This Research
Note compares the political opinion polls results of two polling organisations:
Newspoll and Roy Morgan
Research [Morgan]
since June 2001. Another major pollster, ACNielsen, is not included
because its political polling is not currently as regular as the two
examined.1 The Note will be updated
regularly to incorporate the latest results. It is published in conjunction
with another Research Note examining the issues that voters rank as
important and the party that voters prefer to handle these issues.
The Australian
reports Newspoll's figures and both Morgan
and Newspoll attract considerable attention across the media. Poll
results usually are reported in text and/or tables, but this Note
will present them as graphs, allowing an easier comparison of the
figures. As most polls generally are reported in isolation rather
than together, this regular comparative publication will be a useful
addition to the columns already devoted to polls.2
Future editions of this publication will touch
briefly on some of the major events that may affect poll results.
In this issue, however, we offer only a preliminary comparison of
poll statistics from June 2001, graphing first the results of each
poll for the primary vote, then the results of the polls by party
and finally the results for two-party preferred.

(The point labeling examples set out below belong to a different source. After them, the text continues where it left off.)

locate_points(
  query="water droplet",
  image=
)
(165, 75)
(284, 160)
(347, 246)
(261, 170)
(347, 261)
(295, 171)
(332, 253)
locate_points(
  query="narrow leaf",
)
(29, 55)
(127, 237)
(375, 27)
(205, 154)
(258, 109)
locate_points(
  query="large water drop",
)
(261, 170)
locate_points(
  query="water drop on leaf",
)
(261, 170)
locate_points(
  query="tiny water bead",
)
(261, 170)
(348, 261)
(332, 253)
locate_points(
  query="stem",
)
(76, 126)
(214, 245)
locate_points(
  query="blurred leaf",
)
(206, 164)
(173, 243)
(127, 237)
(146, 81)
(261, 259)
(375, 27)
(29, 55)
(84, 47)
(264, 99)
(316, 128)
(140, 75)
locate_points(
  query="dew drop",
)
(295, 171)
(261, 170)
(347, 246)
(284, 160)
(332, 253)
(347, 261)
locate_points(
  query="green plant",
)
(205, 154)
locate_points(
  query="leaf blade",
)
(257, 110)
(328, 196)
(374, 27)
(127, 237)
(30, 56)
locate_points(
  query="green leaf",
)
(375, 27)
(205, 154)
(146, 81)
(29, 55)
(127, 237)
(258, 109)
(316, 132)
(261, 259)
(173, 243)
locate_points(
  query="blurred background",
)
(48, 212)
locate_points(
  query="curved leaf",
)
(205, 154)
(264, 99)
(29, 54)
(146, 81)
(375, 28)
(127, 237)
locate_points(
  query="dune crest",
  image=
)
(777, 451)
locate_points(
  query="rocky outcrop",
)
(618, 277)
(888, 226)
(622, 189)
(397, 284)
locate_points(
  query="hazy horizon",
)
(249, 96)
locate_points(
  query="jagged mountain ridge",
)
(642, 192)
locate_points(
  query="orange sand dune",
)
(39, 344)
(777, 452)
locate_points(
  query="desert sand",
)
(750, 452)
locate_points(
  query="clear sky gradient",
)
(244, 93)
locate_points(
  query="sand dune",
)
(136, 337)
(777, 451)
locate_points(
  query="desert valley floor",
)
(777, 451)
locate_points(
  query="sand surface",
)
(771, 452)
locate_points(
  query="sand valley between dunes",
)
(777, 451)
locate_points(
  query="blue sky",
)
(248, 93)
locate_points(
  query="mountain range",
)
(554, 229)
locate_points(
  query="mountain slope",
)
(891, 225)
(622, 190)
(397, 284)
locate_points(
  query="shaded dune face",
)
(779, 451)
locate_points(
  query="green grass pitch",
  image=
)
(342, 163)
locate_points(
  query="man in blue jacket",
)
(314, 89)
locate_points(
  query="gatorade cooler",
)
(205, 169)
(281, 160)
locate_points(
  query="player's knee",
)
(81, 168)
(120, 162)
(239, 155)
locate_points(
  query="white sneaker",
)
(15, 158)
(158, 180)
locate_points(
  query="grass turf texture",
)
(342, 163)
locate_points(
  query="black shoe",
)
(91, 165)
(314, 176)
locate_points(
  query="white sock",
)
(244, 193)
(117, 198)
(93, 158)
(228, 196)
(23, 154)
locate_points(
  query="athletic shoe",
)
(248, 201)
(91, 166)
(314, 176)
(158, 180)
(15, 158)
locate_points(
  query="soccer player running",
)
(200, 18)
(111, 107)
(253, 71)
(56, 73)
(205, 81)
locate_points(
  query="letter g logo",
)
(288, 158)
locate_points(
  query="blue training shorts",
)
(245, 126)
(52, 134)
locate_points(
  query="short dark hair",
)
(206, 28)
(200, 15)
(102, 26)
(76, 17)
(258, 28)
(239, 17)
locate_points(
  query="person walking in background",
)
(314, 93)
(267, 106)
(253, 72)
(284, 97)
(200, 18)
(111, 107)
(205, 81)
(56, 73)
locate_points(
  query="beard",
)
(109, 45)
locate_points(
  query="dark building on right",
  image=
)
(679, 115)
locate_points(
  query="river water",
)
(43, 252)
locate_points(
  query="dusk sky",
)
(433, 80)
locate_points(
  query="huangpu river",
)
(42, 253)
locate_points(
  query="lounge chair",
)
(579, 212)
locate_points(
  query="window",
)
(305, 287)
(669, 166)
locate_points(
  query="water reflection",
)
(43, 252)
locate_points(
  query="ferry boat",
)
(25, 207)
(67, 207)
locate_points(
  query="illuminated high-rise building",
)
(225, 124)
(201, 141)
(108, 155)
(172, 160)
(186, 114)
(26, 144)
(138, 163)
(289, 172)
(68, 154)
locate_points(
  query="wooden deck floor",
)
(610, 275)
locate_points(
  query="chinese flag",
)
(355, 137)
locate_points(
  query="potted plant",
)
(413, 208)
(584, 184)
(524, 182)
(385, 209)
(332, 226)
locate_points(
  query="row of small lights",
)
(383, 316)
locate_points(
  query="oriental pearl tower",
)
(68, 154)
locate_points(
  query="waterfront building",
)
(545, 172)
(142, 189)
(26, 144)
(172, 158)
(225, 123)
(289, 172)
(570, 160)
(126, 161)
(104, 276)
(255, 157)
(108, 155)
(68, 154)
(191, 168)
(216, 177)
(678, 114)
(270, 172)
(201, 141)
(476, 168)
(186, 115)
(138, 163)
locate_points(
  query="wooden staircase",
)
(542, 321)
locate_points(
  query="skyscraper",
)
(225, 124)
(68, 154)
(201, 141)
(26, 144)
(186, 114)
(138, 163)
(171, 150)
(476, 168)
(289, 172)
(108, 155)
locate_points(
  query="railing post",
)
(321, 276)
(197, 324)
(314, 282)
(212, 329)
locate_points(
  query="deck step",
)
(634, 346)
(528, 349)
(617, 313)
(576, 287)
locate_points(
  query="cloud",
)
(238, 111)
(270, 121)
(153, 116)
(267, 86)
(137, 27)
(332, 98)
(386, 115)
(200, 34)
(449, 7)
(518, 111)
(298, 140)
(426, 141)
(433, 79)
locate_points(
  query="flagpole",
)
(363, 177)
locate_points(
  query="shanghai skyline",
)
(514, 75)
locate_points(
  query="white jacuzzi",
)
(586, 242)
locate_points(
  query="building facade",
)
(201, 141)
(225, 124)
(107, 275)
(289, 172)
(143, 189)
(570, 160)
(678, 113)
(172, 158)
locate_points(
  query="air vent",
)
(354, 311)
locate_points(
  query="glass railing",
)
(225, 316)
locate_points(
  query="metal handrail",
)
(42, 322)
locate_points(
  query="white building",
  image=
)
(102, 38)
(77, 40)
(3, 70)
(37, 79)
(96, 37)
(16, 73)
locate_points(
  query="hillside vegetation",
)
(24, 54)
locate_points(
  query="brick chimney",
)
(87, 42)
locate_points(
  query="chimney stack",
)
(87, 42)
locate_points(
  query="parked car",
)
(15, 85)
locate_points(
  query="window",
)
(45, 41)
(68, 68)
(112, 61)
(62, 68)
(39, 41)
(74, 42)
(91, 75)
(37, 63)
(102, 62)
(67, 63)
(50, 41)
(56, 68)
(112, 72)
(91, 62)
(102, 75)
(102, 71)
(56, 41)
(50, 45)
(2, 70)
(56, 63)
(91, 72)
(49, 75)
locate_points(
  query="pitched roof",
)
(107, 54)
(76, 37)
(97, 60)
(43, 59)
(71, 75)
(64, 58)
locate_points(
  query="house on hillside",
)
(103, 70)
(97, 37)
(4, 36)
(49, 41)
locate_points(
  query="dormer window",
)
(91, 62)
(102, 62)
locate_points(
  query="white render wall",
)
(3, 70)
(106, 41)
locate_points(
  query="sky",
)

Note that the pollsters use different methods to
calculate the two-party preferred result. Newspoll measures only primary
votes and notionally distributes according to preference flows at
the last election; Morgan
measures full preferences.
The problem with notional distribution is that it cannot account for
significant shifts in voter preferences since the last election; that
is, voters may have altered their preferences since the last election
in response to major events or changes within parties (such as leadership).
1.
For further information on the poll
results, contact Greg Baker, of the Statistics Group. The figures will be posted
on the Intranet.
2.
This is not to argue that polls are
never compared. Reuters, for example, has
in the past examined trends across the polls.